Proteins. 2010 Jan;78(1):52-62. doi: 10.1002/prot.22525.
Specific protein-DNA interactions are central to a wide group of processes in the cell and have been studied both experimentally and computationally over the years. Despite the increasing collection of protein-DNA complexes, so far only a few studies have aimed at dissecting the structural characteristics of DNA binding among evolutionarily related proteins. Some questions that remain to be answered are: (a) what is the contribution of the different readout mechanisms in members of a given structural superfamily, (b) what is the degree of interface similarity among superfamily members and how this affects binding specificity, (c) how DNA-binding protein superfamilies distribute across taxa, and (d) is there a general or family-specific code for the recognition of DNA. We have recently developed a straightforward method to dissect the interface of protein-DNA complexes at the atomic level and here we apply it to study 175 proteins belonging to nine representative superfamilies. Our results indicate that evolutionarily unrelated DNA-binding domains broadly conserve specificity statistics, such as the ratio of indirect/direct readout and the frequency of atomic interactions, therefore supporting the existence of a set of recognition rules. It is also found that interface conservation follows trends that are superfamily-specific. Finally, this article identifies tendencies in the phylogenetic distribution of transcription factors, which might be related to the evolution of regulatory networks, and postulates that the modular nature of zinc finger proteins can explain its role in large genomes, as it allows for larger binding interfaces in a single protein molecule.

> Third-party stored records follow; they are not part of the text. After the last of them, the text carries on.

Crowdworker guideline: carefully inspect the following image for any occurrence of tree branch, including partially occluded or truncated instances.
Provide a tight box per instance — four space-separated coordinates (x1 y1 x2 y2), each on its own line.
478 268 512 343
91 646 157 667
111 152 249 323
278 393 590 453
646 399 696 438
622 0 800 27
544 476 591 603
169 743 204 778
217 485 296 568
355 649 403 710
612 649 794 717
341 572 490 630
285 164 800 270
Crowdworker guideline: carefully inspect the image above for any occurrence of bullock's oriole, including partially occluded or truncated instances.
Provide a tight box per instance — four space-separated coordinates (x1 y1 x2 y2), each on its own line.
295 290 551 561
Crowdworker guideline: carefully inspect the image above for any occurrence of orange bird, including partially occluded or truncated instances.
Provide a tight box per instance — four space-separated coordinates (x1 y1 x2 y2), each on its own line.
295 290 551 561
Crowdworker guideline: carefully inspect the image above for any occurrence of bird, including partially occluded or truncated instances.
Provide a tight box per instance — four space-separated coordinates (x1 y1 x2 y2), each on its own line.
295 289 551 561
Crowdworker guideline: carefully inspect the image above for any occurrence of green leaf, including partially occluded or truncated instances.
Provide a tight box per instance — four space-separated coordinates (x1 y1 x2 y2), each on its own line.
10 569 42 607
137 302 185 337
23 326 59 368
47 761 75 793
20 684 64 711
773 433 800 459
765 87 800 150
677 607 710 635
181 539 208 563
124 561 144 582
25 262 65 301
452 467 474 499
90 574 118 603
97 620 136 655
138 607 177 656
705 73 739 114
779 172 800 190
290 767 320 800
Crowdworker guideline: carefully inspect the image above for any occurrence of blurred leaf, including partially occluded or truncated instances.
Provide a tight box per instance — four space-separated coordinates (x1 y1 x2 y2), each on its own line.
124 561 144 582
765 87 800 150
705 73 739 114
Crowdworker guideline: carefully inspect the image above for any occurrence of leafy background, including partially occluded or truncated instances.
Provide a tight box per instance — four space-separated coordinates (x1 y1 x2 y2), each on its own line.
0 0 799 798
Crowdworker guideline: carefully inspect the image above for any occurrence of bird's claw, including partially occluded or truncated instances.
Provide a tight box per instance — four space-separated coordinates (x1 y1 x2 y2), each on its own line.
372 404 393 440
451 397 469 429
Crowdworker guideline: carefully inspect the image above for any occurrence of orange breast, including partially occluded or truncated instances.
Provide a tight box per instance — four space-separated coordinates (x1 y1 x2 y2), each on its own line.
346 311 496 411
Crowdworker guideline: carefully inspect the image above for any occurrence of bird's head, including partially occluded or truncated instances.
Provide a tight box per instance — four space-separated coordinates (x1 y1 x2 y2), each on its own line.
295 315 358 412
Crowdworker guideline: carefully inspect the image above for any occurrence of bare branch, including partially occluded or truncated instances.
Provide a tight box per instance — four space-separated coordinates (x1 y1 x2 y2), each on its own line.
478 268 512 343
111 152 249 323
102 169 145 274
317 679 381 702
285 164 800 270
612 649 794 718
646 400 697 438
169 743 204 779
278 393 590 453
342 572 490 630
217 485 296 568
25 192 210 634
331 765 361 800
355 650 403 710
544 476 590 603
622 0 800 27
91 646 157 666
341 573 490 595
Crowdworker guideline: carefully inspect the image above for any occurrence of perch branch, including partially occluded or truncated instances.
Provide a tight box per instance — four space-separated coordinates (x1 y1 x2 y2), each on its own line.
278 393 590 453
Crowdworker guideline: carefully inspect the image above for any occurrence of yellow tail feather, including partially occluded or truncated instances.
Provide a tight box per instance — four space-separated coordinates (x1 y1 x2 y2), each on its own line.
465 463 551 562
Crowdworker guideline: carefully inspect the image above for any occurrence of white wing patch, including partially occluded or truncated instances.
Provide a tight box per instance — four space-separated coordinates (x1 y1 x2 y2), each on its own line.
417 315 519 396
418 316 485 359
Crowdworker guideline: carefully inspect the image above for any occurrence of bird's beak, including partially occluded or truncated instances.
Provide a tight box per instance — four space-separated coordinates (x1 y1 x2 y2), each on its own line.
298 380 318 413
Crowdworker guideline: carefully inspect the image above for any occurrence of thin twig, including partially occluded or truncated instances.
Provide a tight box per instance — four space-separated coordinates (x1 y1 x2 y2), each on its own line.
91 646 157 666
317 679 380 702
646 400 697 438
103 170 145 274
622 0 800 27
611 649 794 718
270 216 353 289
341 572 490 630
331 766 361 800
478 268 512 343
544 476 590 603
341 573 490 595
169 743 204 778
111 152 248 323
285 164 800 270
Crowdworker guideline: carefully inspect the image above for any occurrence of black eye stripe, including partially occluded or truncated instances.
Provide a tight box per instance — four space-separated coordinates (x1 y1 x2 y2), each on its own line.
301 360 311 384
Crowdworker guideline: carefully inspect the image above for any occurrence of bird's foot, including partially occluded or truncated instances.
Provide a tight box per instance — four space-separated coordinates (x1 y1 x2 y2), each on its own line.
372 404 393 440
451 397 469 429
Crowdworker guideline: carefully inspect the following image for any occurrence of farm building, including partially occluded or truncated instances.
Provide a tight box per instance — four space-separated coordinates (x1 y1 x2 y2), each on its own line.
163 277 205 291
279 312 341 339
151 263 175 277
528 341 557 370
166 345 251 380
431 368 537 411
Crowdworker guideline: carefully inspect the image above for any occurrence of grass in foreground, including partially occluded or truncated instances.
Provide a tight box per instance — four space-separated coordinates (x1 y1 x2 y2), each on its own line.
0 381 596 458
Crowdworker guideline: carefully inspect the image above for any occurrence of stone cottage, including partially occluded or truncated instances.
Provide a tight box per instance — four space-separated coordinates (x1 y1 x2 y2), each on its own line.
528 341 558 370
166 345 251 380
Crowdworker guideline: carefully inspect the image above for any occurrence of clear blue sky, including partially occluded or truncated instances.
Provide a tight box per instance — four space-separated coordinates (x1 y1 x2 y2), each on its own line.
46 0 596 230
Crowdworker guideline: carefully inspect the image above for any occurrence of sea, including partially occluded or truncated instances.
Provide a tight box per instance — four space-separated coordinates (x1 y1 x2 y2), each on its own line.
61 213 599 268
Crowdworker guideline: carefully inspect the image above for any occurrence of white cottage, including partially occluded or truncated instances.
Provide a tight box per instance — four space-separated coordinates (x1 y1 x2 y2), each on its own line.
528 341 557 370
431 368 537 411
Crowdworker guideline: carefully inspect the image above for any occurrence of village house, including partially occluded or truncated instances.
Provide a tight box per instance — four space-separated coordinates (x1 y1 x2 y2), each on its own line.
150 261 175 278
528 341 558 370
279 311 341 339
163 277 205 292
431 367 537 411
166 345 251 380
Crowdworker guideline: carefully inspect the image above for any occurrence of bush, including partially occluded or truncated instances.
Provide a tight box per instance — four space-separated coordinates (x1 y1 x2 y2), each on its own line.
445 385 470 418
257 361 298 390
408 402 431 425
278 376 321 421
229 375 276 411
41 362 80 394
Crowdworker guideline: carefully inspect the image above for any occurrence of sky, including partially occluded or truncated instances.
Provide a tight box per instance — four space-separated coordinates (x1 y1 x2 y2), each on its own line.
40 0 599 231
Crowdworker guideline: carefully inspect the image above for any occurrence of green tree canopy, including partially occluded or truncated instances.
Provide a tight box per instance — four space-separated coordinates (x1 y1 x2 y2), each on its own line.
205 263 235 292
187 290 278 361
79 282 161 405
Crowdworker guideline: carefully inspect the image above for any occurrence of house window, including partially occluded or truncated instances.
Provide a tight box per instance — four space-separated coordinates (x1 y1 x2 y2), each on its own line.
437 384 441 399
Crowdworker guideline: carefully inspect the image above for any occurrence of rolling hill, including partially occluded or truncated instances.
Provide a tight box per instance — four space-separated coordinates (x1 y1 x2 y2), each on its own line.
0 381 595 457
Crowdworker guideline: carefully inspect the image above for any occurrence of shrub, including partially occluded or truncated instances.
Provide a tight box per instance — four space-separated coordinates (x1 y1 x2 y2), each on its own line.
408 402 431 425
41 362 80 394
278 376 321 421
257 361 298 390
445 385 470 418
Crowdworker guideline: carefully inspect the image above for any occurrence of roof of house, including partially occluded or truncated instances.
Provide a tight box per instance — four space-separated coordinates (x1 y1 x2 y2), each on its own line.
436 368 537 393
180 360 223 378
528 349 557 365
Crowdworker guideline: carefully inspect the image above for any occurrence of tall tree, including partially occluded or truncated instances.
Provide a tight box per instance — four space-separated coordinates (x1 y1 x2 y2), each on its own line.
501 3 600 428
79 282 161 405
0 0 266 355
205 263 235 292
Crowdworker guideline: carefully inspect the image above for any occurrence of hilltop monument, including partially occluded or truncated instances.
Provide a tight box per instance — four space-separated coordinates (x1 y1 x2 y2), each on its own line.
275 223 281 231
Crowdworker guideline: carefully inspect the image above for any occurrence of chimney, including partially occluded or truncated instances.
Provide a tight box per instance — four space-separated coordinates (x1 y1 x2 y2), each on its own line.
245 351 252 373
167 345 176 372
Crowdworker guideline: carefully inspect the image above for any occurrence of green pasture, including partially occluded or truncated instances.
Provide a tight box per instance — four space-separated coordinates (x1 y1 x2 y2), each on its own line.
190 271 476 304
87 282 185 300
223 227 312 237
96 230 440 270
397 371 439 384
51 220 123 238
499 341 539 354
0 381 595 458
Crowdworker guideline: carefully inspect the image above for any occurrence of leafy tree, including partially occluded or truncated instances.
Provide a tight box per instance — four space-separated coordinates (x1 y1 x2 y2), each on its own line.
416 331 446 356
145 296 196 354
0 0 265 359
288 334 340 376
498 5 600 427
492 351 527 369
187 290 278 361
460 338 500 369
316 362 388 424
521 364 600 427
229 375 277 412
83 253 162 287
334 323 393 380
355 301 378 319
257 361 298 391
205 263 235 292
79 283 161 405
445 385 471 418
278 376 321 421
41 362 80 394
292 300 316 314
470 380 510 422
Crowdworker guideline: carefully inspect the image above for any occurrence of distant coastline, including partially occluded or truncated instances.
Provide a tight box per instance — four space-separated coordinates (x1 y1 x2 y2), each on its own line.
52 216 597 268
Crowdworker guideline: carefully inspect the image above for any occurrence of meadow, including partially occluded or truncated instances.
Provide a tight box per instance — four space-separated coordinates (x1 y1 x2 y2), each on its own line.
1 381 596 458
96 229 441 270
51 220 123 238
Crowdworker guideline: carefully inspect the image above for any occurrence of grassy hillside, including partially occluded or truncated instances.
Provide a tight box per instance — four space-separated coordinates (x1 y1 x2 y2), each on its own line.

特定的蛋白质与 DNA 的相互作用是细胞中广泛的一系列过程的核心,多年来,人们已经从实验和计算两个方面对其进行了研究。尽管已经收集了越来越多的蛋白质-DNA 复合物,但迄今为止,只有少数研究旨在剖析进化相关蛋白质之间的 DNA 结合的结构特征。仍有待回答的一些问题是:(a) 在给定结构超家族的成员中,不同的读取机制的贡献是什么,(b) 超家族成员之间的界面相似程度如何,以及这如何影响结合特异性,(c) DNA 结合蛋白超家族在分类群中的分布情况,以及 (d) 是否存在用于识别 DNA 的通用或家族特异性代码。我们最近开发了一种在原子水平上剖析蛋白质-DNA 复合物界面的简单方法,在这里我们将其应用于研究属于九个代表性超家族的 175 种蛋白质。我们的结果表明,进化上不相关的 DNA 结合结构域广泛保守特异性统计数据,例如间接/直接读取的比例和原子相互作用的频率,因此支持存在一组识别规则。还发现界面保守性遵循超家族特异性的趋势。最后,本文确定了转录因子在系统发育分布中的趋势,这可能与调控网络的进化有关,并假设锌指蛋白的模块化性质可以解释其在大型基因组中的作用,因为它允许在单个蛋白质分子中具有更大的结合界面。